As he leant against the wall he shared with Teacher's cell, listening to her laboured breaths, he tried not to think about the possibility of his brother being dead.
-0-
Their 'shelters' were piles of stone and discarded metal work shaped into what could almost be called huts. Tiny things that were too short for even Ed to stand up inside, which didn't, irritatingly, make him feel tall, just annoyed; he wasn't used to having to crouch, and it was stupidly difficult to do so with only one leg.
Ed clearly wasn't the only thing of potential interest to have washed down the sewers, because there was a rather large pile of stonework and broken pipes that a few people where adding to as Ed was carried into the little circle of makeshift homes.

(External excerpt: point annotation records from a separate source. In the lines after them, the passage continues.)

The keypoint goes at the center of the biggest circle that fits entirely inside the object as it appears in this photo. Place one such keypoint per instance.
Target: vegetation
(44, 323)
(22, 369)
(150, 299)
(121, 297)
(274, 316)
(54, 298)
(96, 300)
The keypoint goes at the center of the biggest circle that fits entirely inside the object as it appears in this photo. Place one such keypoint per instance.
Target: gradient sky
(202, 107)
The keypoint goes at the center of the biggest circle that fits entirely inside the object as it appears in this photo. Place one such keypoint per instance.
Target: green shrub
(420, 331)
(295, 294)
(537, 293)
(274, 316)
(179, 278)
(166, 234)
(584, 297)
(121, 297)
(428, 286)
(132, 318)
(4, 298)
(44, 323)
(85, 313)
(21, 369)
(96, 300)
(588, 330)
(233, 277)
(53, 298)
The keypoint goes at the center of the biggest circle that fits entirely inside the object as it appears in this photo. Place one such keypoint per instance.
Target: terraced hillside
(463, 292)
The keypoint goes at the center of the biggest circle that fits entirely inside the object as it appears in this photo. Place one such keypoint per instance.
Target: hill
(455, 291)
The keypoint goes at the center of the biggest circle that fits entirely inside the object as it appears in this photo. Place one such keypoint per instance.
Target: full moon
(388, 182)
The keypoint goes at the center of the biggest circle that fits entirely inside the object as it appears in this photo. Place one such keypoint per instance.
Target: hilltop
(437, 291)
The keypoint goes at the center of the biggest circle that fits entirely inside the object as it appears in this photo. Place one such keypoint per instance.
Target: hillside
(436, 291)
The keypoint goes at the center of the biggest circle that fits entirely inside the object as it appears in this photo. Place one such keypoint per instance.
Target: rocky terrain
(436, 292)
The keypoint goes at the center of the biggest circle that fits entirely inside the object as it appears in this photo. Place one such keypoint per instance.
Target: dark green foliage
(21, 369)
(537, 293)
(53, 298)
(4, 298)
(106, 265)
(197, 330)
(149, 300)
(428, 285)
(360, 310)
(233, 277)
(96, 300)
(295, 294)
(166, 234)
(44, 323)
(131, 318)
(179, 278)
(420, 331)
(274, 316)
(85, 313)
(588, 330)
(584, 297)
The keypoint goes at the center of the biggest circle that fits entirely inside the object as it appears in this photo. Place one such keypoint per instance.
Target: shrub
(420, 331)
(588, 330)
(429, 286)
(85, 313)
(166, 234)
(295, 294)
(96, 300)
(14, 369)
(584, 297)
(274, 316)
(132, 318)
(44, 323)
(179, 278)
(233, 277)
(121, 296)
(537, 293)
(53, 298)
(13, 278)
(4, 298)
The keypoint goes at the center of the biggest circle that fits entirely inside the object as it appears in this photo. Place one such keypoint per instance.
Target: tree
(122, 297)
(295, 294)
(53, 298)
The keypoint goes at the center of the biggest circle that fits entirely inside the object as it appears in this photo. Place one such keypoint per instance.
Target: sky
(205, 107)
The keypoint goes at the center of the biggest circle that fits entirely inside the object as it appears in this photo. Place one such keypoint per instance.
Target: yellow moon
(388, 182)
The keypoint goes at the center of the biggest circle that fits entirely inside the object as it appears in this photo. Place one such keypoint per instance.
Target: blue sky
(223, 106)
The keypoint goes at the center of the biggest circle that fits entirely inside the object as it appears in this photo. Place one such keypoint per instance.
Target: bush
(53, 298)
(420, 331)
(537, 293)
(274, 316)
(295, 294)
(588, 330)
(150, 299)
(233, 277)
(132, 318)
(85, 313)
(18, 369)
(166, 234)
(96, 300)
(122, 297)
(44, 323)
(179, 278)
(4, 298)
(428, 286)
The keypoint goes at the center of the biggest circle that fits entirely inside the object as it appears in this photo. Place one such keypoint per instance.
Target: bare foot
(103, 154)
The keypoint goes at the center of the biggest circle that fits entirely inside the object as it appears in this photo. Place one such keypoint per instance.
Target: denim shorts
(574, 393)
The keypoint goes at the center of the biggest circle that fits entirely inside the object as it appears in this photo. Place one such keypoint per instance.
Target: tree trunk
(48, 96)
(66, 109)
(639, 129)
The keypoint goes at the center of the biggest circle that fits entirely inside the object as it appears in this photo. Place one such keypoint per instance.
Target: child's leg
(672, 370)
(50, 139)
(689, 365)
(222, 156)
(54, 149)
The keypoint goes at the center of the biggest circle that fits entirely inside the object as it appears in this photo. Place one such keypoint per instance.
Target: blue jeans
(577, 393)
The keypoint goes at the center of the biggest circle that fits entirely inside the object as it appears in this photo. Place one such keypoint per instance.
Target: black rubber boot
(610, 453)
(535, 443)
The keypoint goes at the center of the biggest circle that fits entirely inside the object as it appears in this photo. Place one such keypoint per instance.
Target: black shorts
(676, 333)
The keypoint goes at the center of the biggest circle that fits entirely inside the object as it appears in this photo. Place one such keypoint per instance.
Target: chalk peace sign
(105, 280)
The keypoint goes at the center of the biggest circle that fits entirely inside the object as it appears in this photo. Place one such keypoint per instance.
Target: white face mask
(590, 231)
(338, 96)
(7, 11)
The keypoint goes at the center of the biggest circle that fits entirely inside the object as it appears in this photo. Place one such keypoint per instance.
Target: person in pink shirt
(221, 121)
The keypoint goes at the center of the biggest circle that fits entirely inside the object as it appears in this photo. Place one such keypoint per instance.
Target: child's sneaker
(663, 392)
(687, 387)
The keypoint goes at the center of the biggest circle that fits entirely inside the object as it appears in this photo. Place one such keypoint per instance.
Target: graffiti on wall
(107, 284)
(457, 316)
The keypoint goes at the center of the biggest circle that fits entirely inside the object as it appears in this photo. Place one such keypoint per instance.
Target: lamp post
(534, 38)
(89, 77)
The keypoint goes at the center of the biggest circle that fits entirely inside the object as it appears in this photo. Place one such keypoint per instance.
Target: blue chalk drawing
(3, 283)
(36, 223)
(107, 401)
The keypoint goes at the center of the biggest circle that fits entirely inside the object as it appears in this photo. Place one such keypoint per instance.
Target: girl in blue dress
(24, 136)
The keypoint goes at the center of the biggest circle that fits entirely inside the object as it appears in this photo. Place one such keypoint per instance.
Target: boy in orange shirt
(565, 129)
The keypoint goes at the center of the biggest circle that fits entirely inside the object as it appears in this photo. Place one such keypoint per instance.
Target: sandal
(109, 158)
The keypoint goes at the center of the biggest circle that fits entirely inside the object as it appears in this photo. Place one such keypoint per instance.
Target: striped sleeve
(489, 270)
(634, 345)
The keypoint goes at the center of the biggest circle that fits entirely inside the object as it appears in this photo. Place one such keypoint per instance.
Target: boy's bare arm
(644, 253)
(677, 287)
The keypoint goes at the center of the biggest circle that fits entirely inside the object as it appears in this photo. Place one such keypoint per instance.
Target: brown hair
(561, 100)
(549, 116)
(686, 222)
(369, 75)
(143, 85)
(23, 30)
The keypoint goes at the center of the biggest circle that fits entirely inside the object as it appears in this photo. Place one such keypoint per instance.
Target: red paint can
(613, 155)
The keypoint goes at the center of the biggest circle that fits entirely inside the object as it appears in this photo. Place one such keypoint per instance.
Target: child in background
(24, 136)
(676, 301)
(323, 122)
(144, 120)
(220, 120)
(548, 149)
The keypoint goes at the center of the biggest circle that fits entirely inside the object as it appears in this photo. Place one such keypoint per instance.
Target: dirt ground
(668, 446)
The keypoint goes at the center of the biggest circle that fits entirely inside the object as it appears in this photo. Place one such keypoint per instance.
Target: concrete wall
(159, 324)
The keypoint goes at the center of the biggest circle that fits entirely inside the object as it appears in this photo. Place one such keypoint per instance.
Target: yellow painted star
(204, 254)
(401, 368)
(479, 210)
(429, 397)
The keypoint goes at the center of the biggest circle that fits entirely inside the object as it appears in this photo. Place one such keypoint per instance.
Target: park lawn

He was deposited inside one of the shelters, then left to find his own way around while – he suspected – the lot of them discussed what to do about him.
He didn't bother leaving, instead looking around for writing supplies, because there was more than enough metal around for him to transmute himself a temporary leg. He wouldn't really be able to fight on it or anything – besides lacking the materials to make proper automail, he also lacked all but the most basic knowledge of how the inner workings were connected – but at least he'd be able to walk without help, see if he couldn't track his way back up the sewers and figure out what had happened, and where Al and Teacher were. If the tunnels had split between where they'd fallen in and where Ed had been seen by those kids, it was possible they'd just drifted down another direction. Or they were back at wherever Ed had fallen in, sighing over Ed's carelessness.
If only he could remember what had happened!
"Boy," the guy who'd carried him said as he ducked into the shelter he'd left Ed in, "how'd you lose your limbs?"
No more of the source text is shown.